早くからこの1勝に照準を合わせてきた。スイングも、クラブ調整も開幕直前まで試行錯誤を重ねて、めったに変えないというドライバーも、この大会のために新調して、スタッフの手厚いケアにも支えられ、「もう微調整は必要ない」と言い切れるまでに、準備を整えて臨んだ。
前日3日目には15番の2打目で、元々爆弾を抱える左手首をひねって、ここ3ヶ月は巻かずに済んでいたテーピングで再び患部を守っても「まだ少し痛い」とそんな不利な状況でも、“ホーム”での1勝は絶対に譲れなかった。
同じ最終組のスピースとジョーンズと、最後までもつれにもつれた大混戦は16番の連続ボギーで一歩後退。さらに次の17番のグリーンでは、2つ前の岩田寛が通算15アンダーにして2打差をつけられていることを知り、上から5メートルの「軽いフックライン」は「絶対に入れる」といっそう気合いが入った。
「完全に追いかける立場になったので、逆に吹っ切れた」とさらに火がついた。「久々にイメージ通りに打てた」と会心のバーディで、再び詰め寄った。「最後も入れて終われば凄いカッコいい、とは思ったけれど」と残りは235ヤードから、5番アイアンで左奥のカラーまで持ってきても、パターで5メートルの“イーグルトライ”を逃したことは、苦笑いでも土壇場で食らいつき、最後まで高い集中力を途切らすこともない。

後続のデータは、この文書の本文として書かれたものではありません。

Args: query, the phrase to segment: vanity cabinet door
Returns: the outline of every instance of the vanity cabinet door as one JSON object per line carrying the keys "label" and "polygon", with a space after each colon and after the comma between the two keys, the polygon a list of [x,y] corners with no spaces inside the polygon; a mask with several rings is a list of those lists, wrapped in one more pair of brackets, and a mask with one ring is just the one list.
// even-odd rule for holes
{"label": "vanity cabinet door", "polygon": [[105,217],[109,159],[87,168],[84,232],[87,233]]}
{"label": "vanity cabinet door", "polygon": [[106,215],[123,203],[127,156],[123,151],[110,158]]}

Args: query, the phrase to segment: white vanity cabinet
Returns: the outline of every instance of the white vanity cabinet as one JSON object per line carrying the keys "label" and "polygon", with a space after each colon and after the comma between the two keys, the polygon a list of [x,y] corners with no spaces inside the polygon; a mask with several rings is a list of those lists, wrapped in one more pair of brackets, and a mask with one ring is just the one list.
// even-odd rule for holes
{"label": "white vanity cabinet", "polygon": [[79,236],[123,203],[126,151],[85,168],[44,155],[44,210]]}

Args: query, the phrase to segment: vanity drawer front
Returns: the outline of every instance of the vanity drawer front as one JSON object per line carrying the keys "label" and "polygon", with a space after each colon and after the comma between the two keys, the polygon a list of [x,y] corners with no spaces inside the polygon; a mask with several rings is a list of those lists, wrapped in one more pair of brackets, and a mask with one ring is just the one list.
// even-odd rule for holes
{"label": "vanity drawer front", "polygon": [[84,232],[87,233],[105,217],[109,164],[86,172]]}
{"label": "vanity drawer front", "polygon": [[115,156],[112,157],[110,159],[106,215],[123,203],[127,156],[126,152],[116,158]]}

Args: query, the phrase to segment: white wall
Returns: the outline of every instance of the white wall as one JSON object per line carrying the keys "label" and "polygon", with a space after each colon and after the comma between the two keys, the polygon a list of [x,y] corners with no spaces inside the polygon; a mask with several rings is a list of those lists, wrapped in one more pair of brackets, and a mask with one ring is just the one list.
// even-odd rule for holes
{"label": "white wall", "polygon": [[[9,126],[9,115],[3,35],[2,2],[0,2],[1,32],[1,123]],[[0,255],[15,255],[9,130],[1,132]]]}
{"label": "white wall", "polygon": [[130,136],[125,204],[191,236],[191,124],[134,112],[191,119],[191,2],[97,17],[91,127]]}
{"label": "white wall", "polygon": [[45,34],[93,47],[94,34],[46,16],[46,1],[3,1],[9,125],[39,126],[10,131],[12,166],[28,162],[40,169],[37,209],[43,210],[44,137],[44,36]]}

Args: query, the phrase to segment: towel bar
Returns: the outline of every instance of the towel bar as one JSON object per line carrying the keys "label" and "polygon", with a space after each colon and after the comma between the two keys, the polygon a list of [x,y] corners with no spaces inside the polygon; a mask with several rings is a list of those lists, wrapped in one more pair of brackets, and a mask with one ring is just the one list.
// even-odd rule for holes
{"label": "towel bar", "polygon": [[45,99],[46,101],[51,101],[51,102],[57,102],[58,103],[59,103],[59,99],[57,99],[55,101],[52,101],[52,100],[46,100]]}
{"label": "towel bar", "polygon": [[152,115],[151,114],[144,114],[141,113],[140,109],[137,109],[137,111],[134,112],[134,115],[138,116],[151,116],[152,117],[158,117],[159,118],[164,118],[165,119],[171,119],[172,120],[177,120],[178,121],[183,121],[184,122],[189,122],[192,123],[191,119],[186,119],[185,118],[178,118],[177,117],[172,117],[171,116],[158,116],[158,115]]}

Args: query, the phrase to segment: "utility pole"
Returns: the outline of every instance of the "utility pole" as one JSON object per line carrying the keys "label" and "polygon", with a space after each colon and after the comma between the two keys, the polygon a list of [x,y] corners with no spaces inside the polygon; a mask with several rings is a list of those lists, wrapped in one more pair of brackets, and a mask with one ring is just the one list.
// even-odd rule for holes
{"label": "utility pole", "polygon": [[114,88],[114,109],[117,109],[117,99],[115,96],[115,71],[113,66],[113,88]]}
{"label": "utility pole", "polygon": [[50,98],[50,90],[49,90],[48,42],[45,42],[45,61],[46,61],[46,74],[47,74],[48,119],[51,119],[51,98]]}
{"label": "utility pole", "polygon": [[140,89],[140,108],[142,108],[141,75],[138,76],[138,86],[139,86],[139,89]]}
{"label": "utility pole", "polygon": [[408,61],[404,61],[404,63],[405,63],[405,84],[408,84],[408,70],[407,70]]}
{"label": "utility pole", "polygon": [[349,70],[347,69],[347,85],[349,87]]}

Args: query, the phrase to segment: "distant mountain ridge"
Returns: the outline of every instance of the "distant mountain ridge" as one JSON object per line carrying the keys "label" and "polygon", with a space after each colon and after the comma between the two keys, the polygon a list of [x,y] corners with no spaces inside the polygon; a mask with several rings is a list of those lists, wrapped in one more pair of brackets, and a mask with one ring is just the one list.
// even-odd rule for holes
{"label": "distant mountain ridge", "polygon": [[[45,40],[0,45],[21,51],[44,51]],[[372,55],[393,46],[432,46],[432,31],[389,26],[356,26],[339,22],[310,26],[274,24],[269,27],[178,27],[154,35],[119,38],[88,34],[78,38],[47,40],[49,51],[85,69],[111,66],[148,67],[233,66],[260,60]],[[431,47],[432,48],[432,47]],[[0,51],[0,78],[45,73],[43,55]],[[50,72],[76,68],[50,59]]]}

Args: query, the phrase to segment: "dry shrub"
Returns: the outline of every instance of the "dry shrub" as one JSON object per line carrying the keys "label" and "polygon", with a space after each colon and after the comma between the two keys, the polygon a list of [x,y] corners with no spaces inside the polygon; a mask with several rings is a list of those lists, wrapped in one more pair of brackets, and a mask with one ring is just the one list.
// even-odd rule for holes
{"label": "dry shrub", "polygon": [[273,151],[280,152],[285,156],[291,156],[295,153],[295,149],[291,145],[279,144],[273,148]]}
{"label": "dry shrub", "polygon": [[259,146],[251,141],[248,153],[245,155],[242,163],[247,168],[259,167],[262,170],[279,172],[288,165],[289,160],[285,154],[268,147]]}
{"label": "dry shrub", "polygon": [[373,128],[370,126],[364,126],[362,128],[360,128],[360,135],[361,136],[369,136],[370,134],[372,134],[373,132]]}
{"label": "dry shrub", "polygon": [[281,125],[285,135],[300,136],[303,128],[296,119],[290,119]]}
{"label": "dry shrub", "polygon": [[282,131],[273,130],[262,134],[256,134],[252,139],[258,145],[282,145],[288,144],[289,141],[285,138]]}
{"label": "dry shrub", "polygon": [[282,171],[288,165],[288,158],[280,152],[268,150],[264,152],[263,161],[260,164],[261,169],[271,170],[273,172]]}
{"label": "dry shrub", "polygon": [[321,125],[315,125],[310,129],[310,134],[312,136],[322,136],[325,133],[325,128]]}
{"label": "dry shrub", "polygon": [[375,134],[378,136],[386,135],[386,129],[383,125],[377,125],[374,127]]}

岩田とのプレーオフは「普段は“ちース”とか」。久しぶりの再会にも慣れ親しんだ者同士の挨拶をかわし、東北福祉大のある地元仙台でも「ゆっくりしているときしか会わないし。とても親しくしてもらっている先輩だし、やりにくい」と、内心の葛藤を押し殺して松山は、鬼になった。
「ちょっとでも、隙を見せたら負ける」。
後輩の殺気は先輩にも伝わっていて、「いつもと違って、勝負師の顔」と察知しながらサドンデスの18番ティで、握手をかわした岩田。ティショットを右に曲げ、林からの脱出も木に当てた。さらに木の根元から打った3打目は50センチも前に行かず、4打目もまたラフに入れ、まるで悪夢の連鎖のような岩田に松山は、「まさか、岩田さんがあんなミスをするとは思わず」。目も当てられない気まずさも「自分は、自分のプレーだと思った」と勝負事には容赦なく、「態度が悪いと思われても、それくらいの気持ちがないと、勝てないと思った」と、松山はフェアウェイバンカーからの2打目を丁寧に刻んで手堅くパーを拾って「こんなに嬉しいことも、最近ない」と大会史上7人目の日本人覇者に輝いたホストプロが、久しぶりの日本で存分に笑顔を振りまいた。
今週は、改めて“ホーム”の素晴らしさに気付かされた4日間となった。日本を飛び出したことで、分かった。「行く前は、携帯が鳴ったらなんで、とか思っていたけれど。今年はアメリカやアジアでプレーをして久しぶりに帰ってきて思うのは、日本のギャラリーのみなさんのマナーの良さ。凄くプレーがしやすい環境だと感じた」。スピースも言った。「日本のギャラリーは最高」と、今ならそんな招待選手たちの気持ちが分かる。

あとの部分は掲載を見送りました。